In der Corona-Krise ist die Verschuldung der Staaten stark gestiegen. Sobald die Krise vorbei ist, wird die Suche nach Geldern, um das Finanzdesaster zu finanzieren, losgehen. Auch nach der Finanzkrise von 2008 war dies passiert. Ins Visier geraten waren damals Steuerhinterziehung und Bankgeheimnis. Nur wenige Jahre später war das traditionelle Bankgeheimnis Teil der Geschichte, sowohl in der Schweiz als auch in Luxemburg.

Wohin der diesbezügliche Weg nach Corona gehen wird, ist bereits jetzt klar. Ins Visier geraten dürften vor allem die Steueroptimierungspraktiken von globalen Konzernen. OpenLux lässt grüßen. Bereits seit mehreren Jahren wird, angestoßen von den G20-Ländern, am Thema gearbeitet (Stichwort BEPS). Luxemburg wird die noch zu formulierenden neuen Regeln akzeptieren. Das Land will nicht wieder als „Steuerparadies“ gebrandmarkt werden.

Doch die sich verändernden internationalen Steuerregeln für Unternehmen führen zu rückläufigen Steuereinnahmen in Luxemburg und werden somit zur Ungewissheit für die Staatsfinanzen. „Änderungen des regulatorischen und steuerlichen Rahmens in der Europäischen Union könnten eine Herausforderung für (Red.: den Finanzplatz) und Luxemburgs Wachstumsmodell darstellen“, schreibt beispielsweise die Ratingagentur Moody’s in ihrem Bericht über Luxemburg von Januar 2021. 

Experten sehen sinkende Steuereinnahmen von Firmen

Der Internationale Währungsfonds (IWF) hat dem Thema eine ganze Studie gewidmet. „International Taxation and Luxembourg’s Economy“ lautet der unspannende Titel. „Die laufenden Änderungen der internationalen Rahmenbedingungen für die Unternehmensbesteuerung werden sich wahrscheinlich sowohl auf die Wirtschaft als auch auf die öffentlichen Einnahmen aus der Unternehmensbesteuerung in Luxemburg negativ auswirken, sagte Ruud De Mooij, einer der Autoren der Studie, gegenüber dem Tageblatt.

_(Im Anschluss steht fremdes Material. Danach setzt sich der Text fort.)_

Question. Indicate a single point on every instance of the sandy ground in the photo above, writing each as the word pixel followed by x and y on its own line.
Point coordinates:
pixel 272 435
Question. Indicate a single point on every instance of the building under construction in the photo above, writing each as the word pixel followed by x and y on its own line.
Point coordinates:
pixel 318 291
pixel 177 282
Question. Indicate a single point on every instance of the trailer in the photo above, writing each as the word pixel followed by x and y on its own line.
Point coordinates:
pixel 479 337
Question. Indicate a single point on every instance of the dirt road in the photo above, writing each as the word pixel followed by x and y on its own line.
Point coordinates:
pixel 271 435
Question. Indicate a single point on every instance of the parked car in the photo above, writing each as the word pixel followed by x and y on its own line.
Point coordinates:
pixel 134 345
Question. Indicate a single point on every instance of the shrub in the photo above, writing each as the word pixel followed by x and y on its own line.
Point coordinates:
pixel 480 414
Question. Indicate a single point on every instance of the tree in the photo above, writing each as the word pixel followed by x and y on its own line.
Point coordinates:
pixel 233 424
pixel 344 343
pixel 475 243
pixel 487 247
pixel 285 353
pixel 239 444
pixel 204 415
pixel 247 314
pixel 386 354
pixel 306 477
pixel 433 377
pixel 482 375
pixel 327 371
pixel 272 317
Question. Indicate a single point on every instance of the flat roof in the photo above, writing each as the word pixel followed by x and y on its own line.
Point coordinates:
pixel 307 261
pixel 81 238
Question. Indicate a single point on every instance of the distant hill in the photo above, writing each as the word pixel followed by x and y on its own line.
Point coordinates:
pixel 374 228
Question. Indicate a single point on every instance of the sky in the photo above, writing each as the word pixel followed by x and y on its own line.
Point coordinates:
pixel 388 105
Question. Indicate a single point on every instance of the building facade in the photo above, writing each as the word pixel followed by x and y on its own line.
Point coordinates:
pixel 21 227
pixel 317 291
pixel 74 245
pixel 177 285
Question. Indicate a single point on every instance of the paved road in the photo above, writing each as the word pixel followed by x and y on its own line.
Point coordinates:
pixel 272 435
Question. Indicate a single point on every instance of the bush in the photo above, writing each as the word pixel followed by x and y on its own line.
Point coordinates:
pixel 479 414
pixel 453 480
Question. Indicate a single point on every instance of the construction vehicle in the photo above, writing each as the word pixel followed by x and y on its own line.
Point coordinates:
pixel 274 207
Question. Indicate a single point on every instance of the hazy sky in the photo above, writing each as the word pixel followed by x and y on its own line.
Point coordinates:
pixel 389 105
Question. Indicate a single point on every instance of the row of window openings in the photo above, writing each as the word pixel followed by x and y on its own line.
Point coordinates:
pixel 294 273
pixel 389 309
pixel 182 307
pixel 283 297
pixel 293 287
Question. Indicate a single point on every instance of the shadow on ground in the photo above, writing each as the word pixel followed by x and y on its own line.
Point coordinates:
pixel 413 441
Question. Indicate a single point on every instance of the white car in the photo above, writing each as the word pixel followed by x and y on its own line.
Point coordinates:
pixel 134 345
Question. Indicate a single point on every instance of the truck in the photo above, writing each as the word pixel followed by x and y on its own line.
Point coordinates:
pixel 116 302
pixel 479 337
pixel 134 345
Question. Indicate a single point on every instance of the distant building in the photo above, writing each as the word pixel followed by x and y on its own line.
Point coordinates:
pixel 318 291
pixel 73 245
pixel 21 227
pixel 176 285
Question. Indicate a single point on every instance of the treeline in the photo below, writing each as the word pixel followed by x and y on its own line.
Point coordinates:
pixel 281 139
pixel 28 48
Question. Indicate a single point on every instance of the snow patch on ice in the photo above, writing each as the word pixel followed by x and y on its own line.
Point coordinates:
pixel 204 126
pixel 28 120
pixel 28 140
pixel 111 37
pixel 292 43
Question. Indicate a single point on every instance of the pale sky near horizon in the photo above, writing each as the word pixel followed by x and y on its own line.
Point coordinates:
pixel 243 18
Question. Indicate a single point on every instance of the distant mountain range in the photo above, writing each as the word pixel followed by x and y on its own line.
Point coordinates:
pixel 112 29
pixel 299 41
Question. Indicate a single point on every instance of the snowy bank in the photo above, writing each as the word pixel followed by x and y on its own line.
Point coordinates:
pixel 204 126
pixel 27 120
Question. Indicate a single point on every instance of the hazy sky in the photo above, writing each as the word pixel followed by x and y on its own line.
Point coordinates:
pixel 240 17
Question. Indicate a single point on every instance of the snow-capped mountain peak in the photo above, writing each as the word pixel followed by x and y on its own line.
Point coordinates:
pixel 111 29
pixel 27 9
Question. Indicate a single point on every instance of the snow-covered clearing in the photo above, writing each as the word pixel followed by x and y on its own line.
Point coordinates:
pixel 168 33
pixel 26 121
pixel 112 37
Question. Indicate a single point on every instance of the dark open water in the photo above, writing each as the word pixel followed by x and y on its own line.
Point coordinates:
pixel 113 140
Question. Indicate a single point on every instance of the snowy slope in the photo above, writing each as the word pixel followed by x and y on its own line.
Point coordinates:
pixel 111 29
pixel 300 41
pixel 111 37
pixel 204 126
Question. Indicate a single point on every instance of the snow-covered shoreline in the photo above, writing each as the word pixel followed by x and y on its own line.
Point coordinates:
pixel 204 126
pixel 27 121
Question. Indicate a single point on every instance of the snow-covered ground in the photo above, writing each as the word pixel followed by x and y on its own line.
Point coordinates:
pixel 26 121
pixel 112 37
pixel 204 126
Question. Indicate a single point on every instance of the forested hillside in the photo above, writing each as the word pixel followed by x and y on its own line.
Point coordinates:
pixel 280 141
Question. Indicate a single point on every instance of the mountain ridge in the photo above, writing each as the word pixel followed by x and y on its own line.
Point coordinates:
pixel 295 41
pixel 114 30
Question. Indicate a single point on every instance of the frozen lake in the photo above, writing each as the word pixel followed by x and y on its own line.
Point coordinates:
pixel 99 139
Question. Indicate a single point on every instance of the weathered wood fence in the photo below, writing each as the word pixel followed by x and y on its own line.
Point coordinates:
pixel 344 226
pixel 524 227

In dem Arbeitspapier stellt der IWF fest, dass die Gesamtheit der Unternehmen dem Staat hierzulande einen überaus hohen Anteil an den Steuern einbringen. Im Jahr 2019 betrugen die diesbezüglichen Einnahmen 3,9 Milliarden Euro, was 6,4 Prozent des BIP oder 23 Prozent des gesamten Steueraufkommens entspreche. Das sei, im Verhältnis zum BIP, etwa doppelt so hoch wie der Durchschnitt in der EU und der OECD, schreibt der IWF.

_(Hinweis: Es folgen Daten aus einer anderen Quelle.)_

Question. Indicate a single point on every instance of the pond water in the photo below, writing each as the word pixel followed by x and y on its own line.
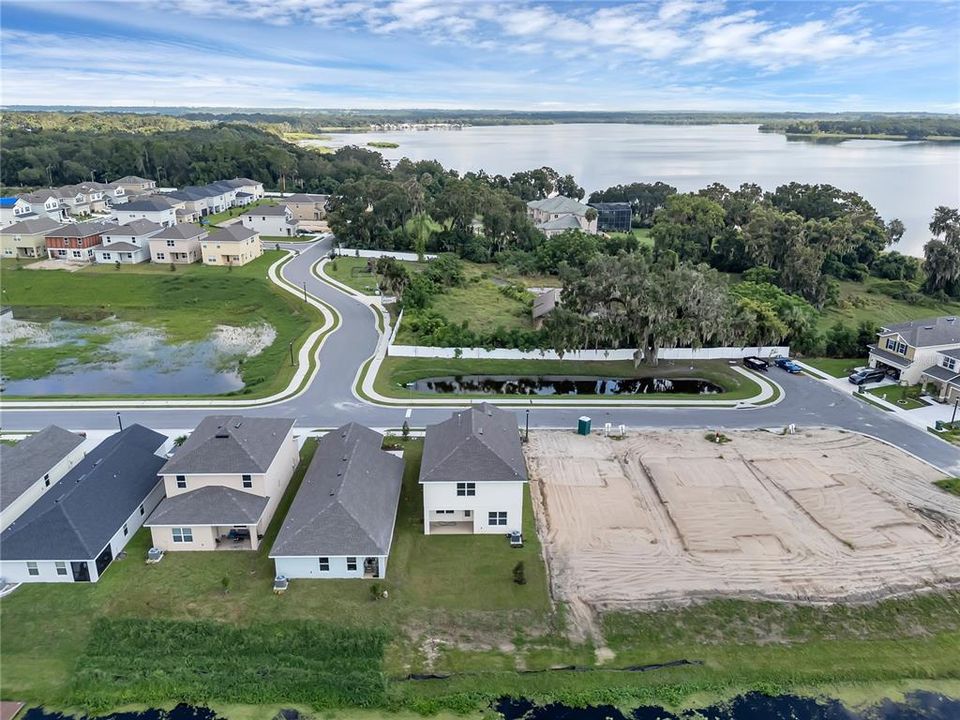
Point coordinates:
pixel 902 179
pixel 119 358
pixel 561 385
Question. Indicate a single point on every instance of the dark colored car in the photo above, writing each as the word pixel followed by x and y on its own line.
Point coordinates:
pixel 787 364
pixel 867 375
pixel 755 363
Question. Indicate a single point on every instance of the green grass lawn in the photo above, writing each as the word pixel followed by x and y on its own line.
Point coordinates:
pixel 858 304
pixel 170 630
pixel 395 373
pixel 186 304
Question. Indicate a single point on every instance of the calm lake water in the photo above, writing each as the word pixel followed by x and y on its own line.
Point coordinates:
pixel 902 179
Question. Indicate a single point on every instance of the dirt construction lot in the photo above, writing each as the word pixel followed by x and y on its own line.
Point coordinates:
pixel 670 517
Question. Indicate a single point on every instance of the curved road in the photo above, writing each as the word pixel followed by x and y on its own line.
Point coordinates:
pixel 329 401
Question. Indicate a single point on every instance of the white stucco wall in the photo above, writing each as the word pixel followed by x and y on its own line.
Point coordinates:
pixel 490 497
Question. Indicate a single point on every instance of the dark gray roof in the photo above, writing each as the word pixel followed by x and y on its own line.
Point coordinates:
pixel 889 357
pixel 267 210
pixel 347 504
pixel 152 203
pixel 76 518
pixel 30 459
pixel 180 231
pixel 940 373
pixel 32 226
pixel 231 233
pixel 230 444
pixel 475 445
pixel 213 505
pixel 141 226
pixel 545 302
pixel 944 330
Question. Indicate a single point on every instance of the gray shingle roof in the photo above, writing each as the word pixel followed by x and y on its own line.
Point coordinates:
pixel 32 226
pixel 151 203
pixel 180 231
pixel 213 505
pixel 231 233
pixel 230 444
pixel 943 330
pixel 347 504
pixel 30 459
pixel 76 518
pixel 475 445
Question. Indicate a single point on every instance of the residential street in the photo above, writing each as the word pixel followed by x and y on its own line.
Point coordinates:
pixel 330 402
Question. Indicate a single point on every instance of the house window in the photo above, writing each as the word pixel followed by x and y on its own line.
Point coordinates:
pixel 182 534
pixel 497 517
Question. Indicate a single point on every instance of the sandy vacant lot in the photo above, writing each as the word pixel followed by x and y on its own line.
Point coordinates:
pixel 669 517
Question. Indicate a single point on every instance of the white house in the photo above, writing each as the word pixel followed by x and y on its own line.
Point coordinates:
pixel 155 208
pixel 224 483
pixel 473 474
pixel 34 465
pixel 75 530
pixel 128 243
pixel 271 221
pixel 340 524
pixel 178 244
pixel 912 347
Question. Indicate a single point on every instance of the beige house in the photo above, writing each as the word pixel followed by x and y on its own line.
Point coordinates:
pixel 232 245
pixel 909 349
pixel 224 483
pixel 179 244
pixel 307 207
pixel 27 238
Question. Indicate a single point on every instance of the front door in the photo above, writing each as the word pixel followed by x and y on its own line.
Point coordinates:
pixel 104 559
pixel 81 571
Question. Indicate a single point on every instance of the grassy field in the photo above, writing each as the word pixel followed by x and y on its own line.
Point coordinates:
pixel 186 304
pixel 171 630
pixel 857 304
pixel 395 373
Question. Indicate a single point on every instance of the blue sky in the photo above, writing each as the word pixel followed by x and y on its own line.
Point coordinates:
pixel 658 55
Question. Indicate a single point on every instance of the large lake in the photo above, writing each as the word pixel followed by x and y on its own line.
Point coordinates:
pixel 902 179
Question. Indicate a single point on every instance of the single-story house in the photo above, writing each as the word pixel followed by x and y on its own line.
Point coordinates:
pixel 128 243
pixel 27 238
pixel 340 524
pixel 224 483
pixel 908 349
pixel 33 466
pixel 155 208
pixel 473 474
pixel 75 530
pixel 271 220
pixel 232 245
pixel 178 244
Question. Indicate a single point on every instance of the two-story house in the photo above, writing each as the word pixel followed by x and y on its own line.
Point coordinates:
pixel 179 244
pixel 233 245
pixel 910 348
pixel 128 243
pixel 224 483
pixel 76 528
pixel 76 242
pixel 33 466
pixel 271 221
pixel 340 524
pixel 473 474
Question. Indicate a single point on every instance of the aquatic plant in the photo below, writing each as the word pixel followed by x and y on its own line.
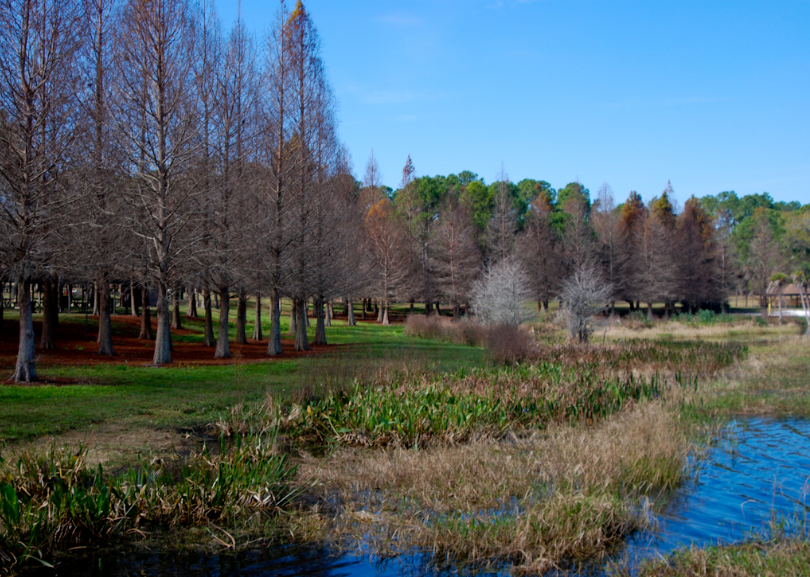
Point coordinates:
pixel 56 501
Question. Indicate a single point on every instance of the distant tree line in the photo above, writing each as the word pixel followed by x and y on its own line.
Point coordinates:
pixel 143 147
pixel 447 230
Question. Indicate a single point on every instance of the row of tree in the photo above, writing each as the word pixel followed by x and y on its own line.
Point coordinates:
pixel 434 235
pixel 143 145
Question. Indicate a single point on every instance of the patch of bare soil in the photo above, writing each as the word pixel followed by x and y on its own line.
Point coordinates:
pixel 74 349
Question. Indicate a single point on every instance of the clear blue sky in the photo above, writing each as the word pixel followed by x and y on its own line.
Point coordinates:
pixel 712 95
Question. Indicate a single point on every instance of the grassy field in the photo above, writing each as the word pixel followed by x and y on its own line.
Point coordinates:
pixel 391 439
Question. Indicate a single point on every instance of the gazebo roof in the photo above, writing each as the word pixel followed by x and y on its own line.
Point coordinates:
pixel 789 290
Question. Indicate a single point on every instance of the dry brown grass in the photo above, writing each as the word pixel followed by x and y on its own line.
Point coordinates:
pixel 630 329
pixel 571 492
pixel 785 558
pixel 772 380
pixel 111 444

Die Erklärung für diesen höheren Anteil an den Steuern ist die Größe des Finanzplatzes. Er allein steht für mehr als drei Viertel dieser Einnahmen. Doch mehr als ein Drittel der Einnahmen vom Finanzplatz kommen von Soparfis. Das ist der Bereich, für den der IWF wohl am meisten Risiken sieht. Der IWF definiert diese als Gesellschaften mit geringer oder keiner physischen Präsenz (z.B. weniger als fünf Mitarbeiter), die von einem Nicht-Einwohner kontrolliert werden, und gegründet wurden, um bestimmte Vorteile zu erlangen, und die hauptsächlich Geschäfte mit Gebietsfremden tätigen.

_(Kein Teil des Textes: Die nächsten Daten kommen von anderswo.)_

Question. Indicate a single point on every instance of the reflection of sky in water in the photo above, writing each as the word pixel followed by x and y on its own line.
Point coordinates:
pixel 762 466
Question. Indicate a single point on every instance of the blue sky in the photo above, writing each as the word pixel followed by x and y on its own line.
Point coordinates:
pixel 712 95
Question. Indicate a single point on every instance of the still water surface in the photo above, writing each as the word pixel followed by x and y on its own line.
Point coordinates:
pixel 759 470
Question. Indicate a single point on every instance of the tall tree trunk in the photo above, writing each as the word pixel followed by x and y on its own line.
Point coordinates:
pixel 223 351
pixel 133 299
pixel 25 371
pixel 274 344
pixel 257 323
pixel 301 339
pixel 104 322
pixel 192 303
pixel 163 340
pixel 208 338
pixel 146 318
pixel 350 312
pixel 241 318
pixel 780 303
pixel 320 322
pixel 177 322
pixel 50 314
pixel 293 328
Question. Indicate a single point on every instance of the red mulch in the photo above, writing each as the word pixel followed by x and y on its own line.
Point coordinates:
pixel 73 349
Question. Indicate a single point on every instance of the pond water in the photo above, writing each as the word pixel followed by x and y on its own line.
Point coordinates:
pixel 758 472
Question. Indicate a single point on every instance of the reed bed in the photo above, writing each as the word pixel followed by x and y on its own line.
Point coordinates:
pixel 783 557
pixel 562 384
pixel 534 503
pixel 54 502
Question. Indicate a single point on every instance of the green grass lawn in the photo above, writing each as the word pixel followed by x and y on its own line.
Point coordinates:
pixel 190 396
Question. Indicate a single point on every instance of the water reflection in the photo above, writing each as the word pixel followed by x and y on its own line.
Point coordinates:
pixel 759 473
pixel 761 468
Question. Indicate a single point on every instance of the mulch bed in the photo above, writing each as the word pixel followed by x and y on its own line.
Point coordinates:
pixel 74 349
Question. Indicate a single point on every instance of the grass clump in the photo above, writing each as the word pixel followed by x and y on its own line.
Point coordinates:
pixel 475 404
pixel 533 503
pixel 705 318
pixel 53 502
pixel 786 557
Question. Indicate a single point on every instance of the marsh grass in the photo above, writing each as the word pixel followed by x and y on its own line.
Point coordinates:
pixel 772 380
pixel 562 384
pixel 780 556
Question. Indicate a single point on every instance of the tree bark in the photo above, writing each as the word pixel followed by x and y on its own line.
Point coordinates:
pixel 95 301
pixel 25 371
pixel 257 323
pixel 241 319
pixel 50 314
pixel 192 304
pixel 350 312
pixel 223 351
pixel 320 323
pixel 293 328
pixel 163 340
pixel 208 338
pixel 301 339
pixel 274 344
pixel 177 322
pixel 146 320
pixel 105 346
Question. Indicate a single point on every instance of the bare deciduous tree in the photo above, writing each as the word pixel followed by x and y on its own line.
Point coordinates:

An der Spitze der weltweiten Auslandsinvestitionen

Im Fokus der internationalen Aufmerksamkeit stehen diese Gesellschaften wegen ihrer Bilanzsumme und ihrer Auswirkungen auf die weltweite Statistik der ausländischen Direktinvestitionen (FDI). Laut den offiziellen Statistiken wird hierzulande nämlich genauso viel Geld aus dem Ausland investiert wie in den USA – und sogar mehr als in China. Laut der globalen FDI-Statistik ist Luxemburg der drittgrößte Investor weltweit nach den Vereinigten Staaten und den Niederlanden. Klar ist, dass ein Großteil dieses Geldes nicht in Luxemburg investiert wird, sondern nur durch das Land fließt, um dann andernorts investiert zu werden. Etwa 95 Prozent dieser ausländischen Investitionen laufen über Zweckgesellschaften, schreibt der IWF in der letzten Studie – hierzulande normalerweise Soparfis. Luxemburg zählt etwa 45.000 solcher Gesellschaften.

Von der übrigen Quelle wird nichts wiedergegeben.